I studied the sack for a few more seconds, then shrugged and reached down to undo the twine that bound its mouth. The cord was twisted into a complex knot, however, so I pulled out a penknife and slit the thick fabric of the bag from top to bottom.
Out onto the floor, like so much meat, fell Joseph. There were no obvious marks on his body, but the pallor of his skin made it instantly clear that he was dead.
CHAPTER 42
* * *
It took the coroner at the Bellevue morgue better than six hours to determine that Joseph’s life had ended when someone jammed either a thin knife, such as a stiletto, or a large needle up under the base of his skull and into his brain. A night spent smoking cigarettes and pacing the hallways of the morgue did nothing for my ability to make sense of this information, when it finally came: I thought briefly of Biff Ellison, and of the quiet, efficient way he settled scores with a similar weapon; yet even in my shocked grief I couldn’t picture Ellison being responsible. Joseph wasn’t one of his boys, and even if Biff had had some new ax to grind with our investigation, such a murderous move would almost certainly have been preceded by an emphatic warning. So unless Byrnes and Connor had coerced Ellison into helping them (a possibility so unlikely as to be impossible), I could think of no explanation and no culprit, save one: Beecham. Somehow, he’d found a way to get close to the boy, despite all my warnings.

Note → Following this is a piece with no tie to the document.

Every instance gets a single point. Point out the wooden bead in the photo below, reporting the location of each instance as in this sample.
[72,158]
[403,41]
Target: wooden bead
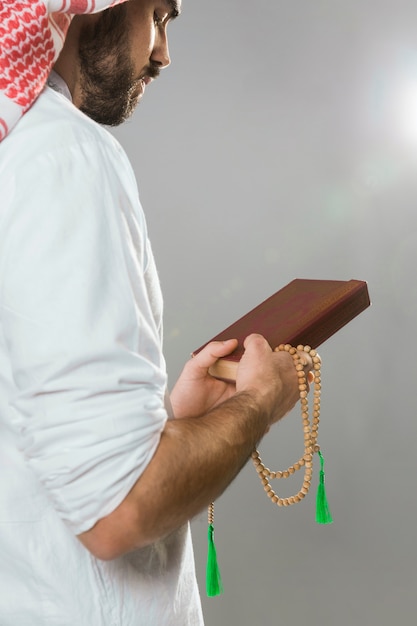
[310,430]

My warnings. As Joseph’s little body was wheeled out of one of the morgue’s autopsy rooms, it occurred to me for what must have been the thousandth time that it was meeting me that had brought the boy to such an unhappy end. I had tried to prepare him for every possible danger—but how could I have foreseen that the greatest of those dangers would be to speak to me in the first place? And now here I was at the morgue, telling the coroner that I’d arranged for a funeral and that everything was to be taken care of properly, as if it mattered whether the boy’s body was buried in a nice patch of Brooklyn ground or thrown into the tidal currents of the East River and pulled out to sea. Vanity, arrogance, irresponsibility—all through the night my mind had been pulled back to what Kreizler had said after Mary Palmer’s murder: that in our dash to defeat evil, we had only given it a wider field in which to run its own wretched course.
Lost in thoughts of Kreizler as I wandered out of the morgue and into the dawn, I was perhaps less surprised than I might otherwise have been to see my old friend sitting in his uncovered calash. Cyrus Montrose was in the driver’s seat and he offered a small, sympathetic inclination of his head when he saw me. Laszlo smiled and stepped down from the rig as I stumbled over.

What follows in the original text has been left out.